Doch nicht nur die inneren Werte zählen: Auch die Oberfläche muss makellos sein. Um zu erleben, wie das funktioniert, dürfen wir mit in die Lackierabteilung. Zunächst fahren die Helme hier alle nacheinander in einen Kanal. Dort werden sie mit einem feinen Farbnebel besprüht. Je nachdem, welche Farbe der Helm bekommen soll, wird er zwei- bis dreimal unter den Sprühnebel aus Lack geschickt.

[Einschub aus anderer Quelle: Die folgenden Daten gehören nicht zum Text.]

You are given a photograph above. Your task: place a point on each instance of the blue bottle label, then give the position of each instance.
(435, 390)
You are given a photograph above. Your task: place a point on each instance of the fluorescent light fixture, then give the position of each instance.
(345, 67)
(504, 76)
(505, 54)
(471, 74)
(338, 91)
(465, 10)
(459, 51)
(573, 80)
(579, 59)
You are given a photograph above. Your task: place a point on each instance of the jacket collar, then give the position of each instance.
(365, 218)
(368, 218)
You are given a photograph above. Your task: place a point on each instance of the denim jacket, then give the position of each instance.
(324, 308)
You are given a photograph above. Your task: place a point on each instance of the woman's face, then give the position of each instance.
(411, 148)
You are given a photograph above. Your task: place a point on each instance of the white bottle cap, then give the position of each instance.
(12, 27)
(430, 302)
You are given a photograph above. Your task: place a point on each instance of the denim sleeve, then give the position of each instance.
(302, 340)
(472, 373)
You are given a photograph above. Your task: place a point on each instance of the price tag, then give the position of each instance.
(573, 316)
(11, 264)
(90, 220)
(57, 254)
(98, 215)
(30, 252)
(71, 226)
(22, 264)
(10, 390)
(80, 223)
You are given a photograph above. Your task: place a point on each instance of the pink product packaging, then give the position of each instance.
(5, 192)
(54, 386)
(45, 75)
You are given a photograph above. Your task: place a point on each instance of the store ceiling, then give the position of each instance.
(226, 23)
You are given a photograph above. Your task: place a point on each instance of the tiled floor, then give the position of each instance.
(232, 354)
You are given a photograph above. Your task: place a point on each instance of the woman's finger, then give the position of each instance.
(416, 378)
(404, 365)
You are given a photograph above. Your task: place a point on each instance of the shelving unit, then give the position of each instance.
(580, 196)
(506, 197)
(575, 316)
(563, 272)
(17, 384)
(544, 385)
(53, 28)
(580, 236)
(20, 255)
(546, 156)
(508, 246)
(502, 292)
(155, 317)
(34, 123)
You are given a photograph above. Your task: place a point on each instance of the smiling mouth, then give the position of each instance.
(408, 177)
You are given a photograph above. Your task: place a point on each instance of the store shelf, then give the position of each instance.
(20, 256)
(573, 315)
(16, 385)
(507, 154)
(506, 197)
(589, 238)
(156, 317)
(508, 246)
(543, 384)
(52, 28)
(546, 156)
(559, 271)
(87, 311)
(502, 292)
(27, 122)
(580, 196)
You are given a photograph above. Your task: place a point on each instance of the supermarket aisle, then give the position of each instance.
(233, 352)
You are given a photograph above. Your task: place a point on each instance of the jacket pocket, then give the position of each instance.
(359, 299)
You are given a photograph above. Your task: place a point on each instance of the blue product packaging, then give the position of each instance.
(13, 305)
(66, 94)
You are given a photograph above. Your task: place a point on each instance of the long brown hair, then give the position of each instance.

Die Helme sitzen dabei auf Stäbchen und drehen sich langsam um sich selbst, als würden sie im Regen einen Formationstanz aufführen. Allzu schwungvoll darf das Helmballett allerdings nicht werden. Die Helme müssen langsam durch den Lack fahren und dürfen sich nicht zu schnell drehen – sonst gibt es Schlieren.

Energiesparende Trocknung

Etwa eine Stunde lang werden die Helme danach trockengepustet: Langsam fahren sie durch einen Trocknungskanal. Die warme Luft aus dem Kanal wird danach abgesaugt und zum Heizen ins Lager gepumpt – für wirtschaftliches Arbeiten und eine bessere Umweltbilanz der Helme.

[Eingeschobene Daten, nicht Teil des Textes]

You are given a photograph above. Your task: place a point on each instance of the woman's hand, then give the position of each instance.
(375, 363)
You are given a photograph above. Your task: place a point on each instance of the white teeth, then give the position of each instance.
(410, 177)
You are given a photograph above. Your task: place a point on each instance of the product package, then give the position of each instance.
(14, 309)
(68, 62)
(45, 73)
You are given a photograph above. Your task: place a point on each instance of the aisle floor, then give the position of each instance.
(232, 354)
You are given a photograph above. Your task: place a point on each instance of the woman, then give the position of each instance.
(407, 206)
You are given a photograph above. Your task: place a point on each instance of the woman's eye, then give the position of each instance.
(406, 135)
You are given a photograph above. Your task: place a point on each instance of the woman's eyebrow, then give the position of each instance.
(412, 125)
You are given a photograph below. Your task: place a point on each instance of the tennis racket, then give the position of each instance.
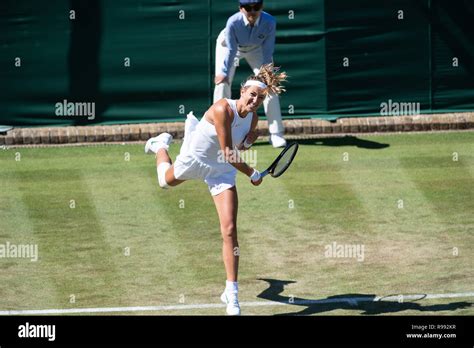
(282, 162)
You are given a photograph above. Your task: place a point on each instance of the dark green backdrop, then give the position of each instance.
(426, 57)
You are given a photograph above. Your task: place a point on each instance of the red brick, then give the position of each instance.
(45, 136)
(117, 133)
(407, 123)
(134, 132)
(71, 134)
(62, 137)
(81, 135)
(108, 134)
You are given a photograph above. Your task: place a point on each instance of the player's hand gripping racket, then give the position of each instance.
(282, 162)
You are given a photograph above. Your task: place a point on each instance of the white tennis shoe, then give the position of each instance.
(277, 140)
(232, 302)
(161, 141)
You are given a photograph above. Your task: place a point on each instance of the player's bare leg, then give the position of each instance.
(226, 205)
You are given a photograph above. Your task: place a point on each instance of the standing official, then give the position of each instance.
(249, 34)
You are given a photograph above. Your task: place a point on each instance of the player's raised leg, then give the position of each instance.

Nach der ausgiebigen Beautykur für Glanz und Glätte werden die Helme nochmal eingehend untersucht: Ein Mitarbeiter hält jeden Helm einzeln unter eine Lampe und sucht nach Kratzern, Schlieren oder anderen Fehlern im Lack. Ist etwas schiefgelaufen, wird die Helmschale aussortiert. Damit der Lack besonders gut hält, werden die Helme übrigens mit einem speziellen Verfahren vorbereitet – wie das genau funktioniert, will Uvex aber geheimhalten. Nur so viel wird verraten: „Sogar die Autoindustrie interessiert sich für unser Verfahren.“

Ganz so schnittig wie ein Sportwagen sind Reithelme vielleicht noch nicht. Zum Statussymbol sind sie aber schon fast geworden. „Reiter tragen heute immer selbstverständlicher Helm und fühlen sich damit auch wohl“, sagt Tim Spranger, Marketing-Manager bei Uvex. Am Design wird stetig getüftelt, und zwar im Uvex-Hauptsitz in Fürth. Alle Designs und Neuentwicklungen kommen aus dem Haus. Neue Helmvarianten gibt es etwa einmal im Jahr bis alle zwei Jahre, Kleinigkeiten oder Farbvarianten werden öfter geändert.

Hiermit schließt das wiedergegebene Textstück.